Dorries doesn’t understand online safety. Can Labour get a grip on it?

Marcus Storm
© Frederic Legrand – COMEO/Shutterstock.com

“…the phrase “the real world” is interesting. I think that there’s a physical world and there’s a digital world, and increasingly those are being overlaid and coming together, but increasingly the real world is the combination of the digital world and the physical world and that the real world is not just the physical world. That is an interesting frame to think about this stuff going forward.” – Mark Zuckerberg on the metaverse, 2021

As the online safety bill slowly makes its way through parliament, new Culture Secretary Nadine Dorries has warned “Mark Zuckerberger [sic]” to “stay in the real world”, and not “take off into the metaverse” (his brand of recreating the physical world online). She claims the bill will “end abuse, full stop

Unfortunately, these measures are more like cleaning sewage out of rivers than stopping water companies spewing it in in the first place. The bill attempts to prevent the exposure to harmful content, not prevent the creation of harmful content. Poorly defined exceptions for ‘journalistic content’ point to big loopholes and costly legal challenges ahead. The act of harmful content creation – Nazi chatbots and AI-generated pornography of real people – is left unaddressed and remains legal, as it always has been. 

Social media doesn’t just amplify voices, but enables the creation of toxic content by removing natural barriers to publication.
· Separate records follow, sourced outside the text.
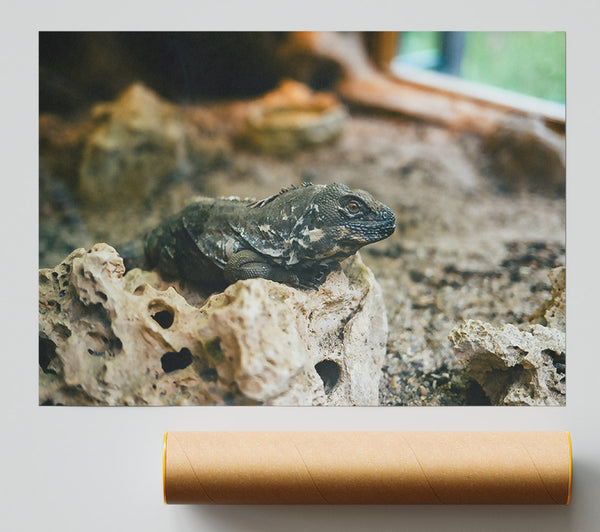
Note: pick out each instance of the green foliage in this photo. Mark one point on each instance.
(529, 62)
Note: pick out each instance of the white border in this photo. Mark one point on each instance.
(99, 468)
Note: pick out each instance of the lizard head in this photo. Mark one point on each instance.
(343, 220)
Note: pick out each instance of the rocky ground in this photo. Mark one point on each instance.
(467, 245)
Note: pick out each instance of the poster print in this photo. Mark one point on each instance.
(283, 219)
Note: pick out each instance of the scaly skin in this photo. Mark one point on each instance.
(296, 236)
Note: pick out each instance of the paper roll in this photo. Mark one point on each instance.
(367, 468)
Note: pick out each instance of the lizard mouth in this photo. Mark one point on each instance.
(374, 230)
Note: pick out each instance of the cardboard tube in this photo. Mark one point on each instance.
(367, 467)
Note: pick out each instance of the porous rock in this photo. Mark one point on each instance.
(110, 338)
(552, 313)
(134, 144)
(519, 366)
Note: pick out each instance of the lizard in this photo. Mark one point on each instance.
(296, 236)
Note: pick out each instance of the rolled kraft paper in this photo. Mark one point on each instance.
(367, 467)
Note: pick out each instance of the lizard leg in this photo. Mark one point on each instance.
(246, 264)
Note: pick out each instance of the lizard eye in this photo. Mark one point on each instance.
(353, 207)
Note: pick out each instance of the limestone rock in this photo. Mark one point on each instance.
(514, 366)
(292, 117)
(136, 143)
(553, 313)
(112, 339)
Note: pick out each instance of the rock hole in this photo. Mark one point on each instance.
(174, 360)
(47, 354)
(164, 318)
(161, 313)
(329, 371)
Anonymity and the lack of penalties from saying something socially unacceptable encourage a very different sort of behaviour online. A 2021 poll showed that 72% of those receiving abuse online got it from anonymous accounts. This is acknowledged but not understood, so the proposals in the draft online safety bill end up looking like sticking plasters attempting to hold together a chasm splitting apart our society.
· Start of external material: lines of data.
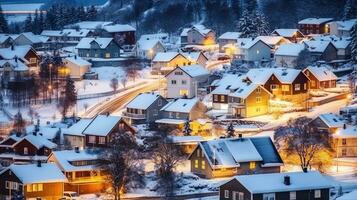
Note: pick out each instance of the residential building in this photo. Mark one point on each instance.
(234, 156)
(294, 35)
(287, 54)
(184, 81)
(320, 77)
(148, 48)
(76, 67)
(165, 62)
(315, 26)
(32, 181)
(82, 170)
(91, 48)
(252, 50)
(277, 186)
(144, 108)
(321, 50)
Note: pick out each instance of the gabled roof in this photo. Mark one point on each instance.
(143, 101)
(286, 32)
(101, 125)
(180, 105)
(31, 173)
(291, 49)
(65, 157)
(322, 73)
(315, 20)
(274, 182)
(85, 43)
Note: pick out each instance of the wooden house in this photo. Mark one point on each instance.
(235, 156)
(277, 186)
(32, 181)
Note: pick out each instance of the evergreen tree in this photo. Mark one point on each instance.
(230, 130)
(3, 23)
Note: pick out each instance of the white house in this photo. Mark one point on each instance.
(287, 54)
(184, 81)
(77, 67)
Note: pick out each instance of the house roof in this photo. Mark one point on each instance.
(143, 101)
(315, 20)
(230, 35)
(31, 173)
(101, 125)
(65, 157)
(180, 105)
(38, 141)
(230, 152)
(85, 42)
(274, 182)
(322, 73)
(118, 28)
(287, 32)
(291, 49)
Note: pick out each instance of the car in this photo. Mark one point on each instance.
(70, 195)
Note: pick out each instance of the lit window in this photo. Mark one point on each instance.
(317, 194)
(252, 165)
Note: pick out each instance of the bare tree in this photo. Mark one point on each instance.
(120, 161)
(300, 144)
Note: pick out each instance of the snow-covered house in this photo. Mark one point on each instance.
(227, 38)
(277, 186)
(177, 112)
(314, 26)
(234, 156)
(102, 127)
(287, 54)
(81, 169)
(148, 48)
(165, 62)
(184, 81)
(196, 58)
(197, 35)
(294, 35)
(32, 181)
(144, 108)
(321, 50)
(342, 28)
(252, 50)
(98, 48)
(320, 77)
(76, 67)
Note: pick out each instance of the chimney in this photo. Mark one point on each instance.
(76, 149)
(287, 180)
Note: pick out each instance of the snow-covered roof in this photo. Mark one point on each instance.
(143, 100)
(118, 28)
(31, 173)
(290, 49)
(317, 46)
(195, 70)
(230, 152)
(101, 125)
(180, 105)
(315, 20)
(77, 128)
(38, 141)
(165, 56)
(230, 36)
(78, 61)
(274, 182)
(322, 73)
(286, 32)
(66, 157)
(85, 42)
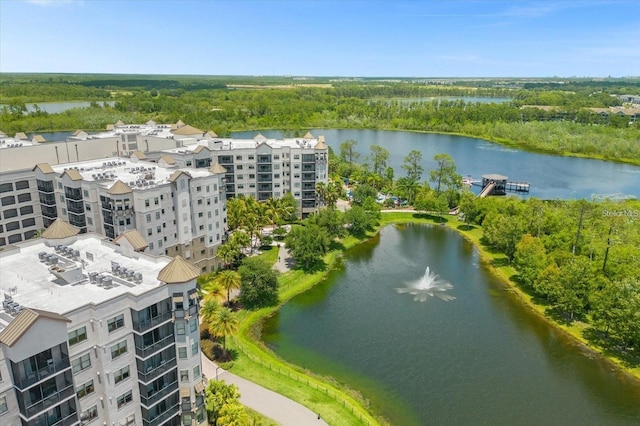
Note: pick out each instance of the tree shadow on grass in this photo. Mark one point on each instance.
(629, 357)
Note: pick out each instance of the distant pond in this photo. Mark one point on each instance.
(550, 176)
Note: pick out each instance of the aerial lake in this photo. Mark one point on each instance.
(481, 358)
(550, 176)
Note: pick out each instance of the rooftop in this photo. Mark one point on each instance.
(108, 171)
(62, 278)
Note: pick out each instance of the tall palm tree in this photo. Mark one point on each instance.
(223, 323)
(229, 280)
(209, 308)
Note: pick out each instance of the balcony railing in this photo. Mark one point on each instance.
(149, 400)
(171, 411)
(143, 326)
(27, 380)
(157, 371)
(149, 349)
(50, 401)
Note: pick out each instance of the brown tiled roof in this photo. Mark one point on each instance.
(178, 271)
(168, 159)
(199, 149)
(44, 168)
(134, 238)
(321, 144)
(23, 322)
(73, 174)
(139, 155)
(119, 188)
(175, 175)
(217, 169)
(59, 230)
(187, 130)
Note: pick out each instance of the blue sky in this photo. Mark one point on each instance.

The premise behind the metaverse – treating virtual worlds as real – is not new, despite Zuckerberg’s marketing gloss. It has existed ever since kids went to school in the day and came home at night to continue their social existence on Facebook, Instagram and video game platforms. Morning comes and they seamlessly continue their chattering. Teachers responsible for pastoral care are now missing half the data they used to have to understand student interactions. They can still see bad behaviour in their classrooms, but are totally blind to online bullying, which can sadly lead to suicide. Last year, 764,000 children aged between ten and 15 reported being bullied online, including 550,000 who were bullied during school hours

There will never be another generation of British children for whom the physical world – the world of playgrounds, libraries and after school clubs – is the only world. Outdoor space competes heavily for attention with online space, something our councils struggle with as they try to revitalise communities. If Dorries is only thinking about the metaverse now because she is worried about what Mark Zuckerberg will do with it, then I am sorry to say that she is a whole Generation Z too late, and a whole Generation Z has already grown up under his influence and his decisions.

What happens online reaches far beyond DCMS. Dangerously for Labour’s political chances, if the party cannot prove that it genuinely understands what causes modern crime and community change, its rhetoric on modernisation will dissolve quicker than a raccoon’s candyfloss in a viral internet video. Our recent campaign leaflets restate “tough on crime, tough on the causes of crime”. But if we’re solving the causes of ’90s crime, we’re 30 years out of touch. 

Access to drugs via the dark web. The proliferation of petty theft caused by dubious online marketplace vetting. New crimes like upskirting and the sharing of explicit images online. Social validation, unfettered access and an irrepressible new economics drives this generation of crime, and as always it’s the most vulnerable who are hit the hardest.

Our approach must be coordinated across the shadow cabinet. If Online is still treated in policy terms as an adjunct, an appendix, to what happens offline, we ignore all of online business, online politics and online life. As I wrote in a Fabian Society pamphlet last year, we are still only beginning to understand critical concepts such as the economics of data. This understanding is needed to sensibly break up social media monopolies. A simple windfall tax won’t do this time.

To meet our promises on online harms and crime, Labour must see where virtual bleeds into physical. To offer a radical modernisation, Labour must straddle both old and new. To hear the beating heart of modern Britain, Labour must live and breathe Online.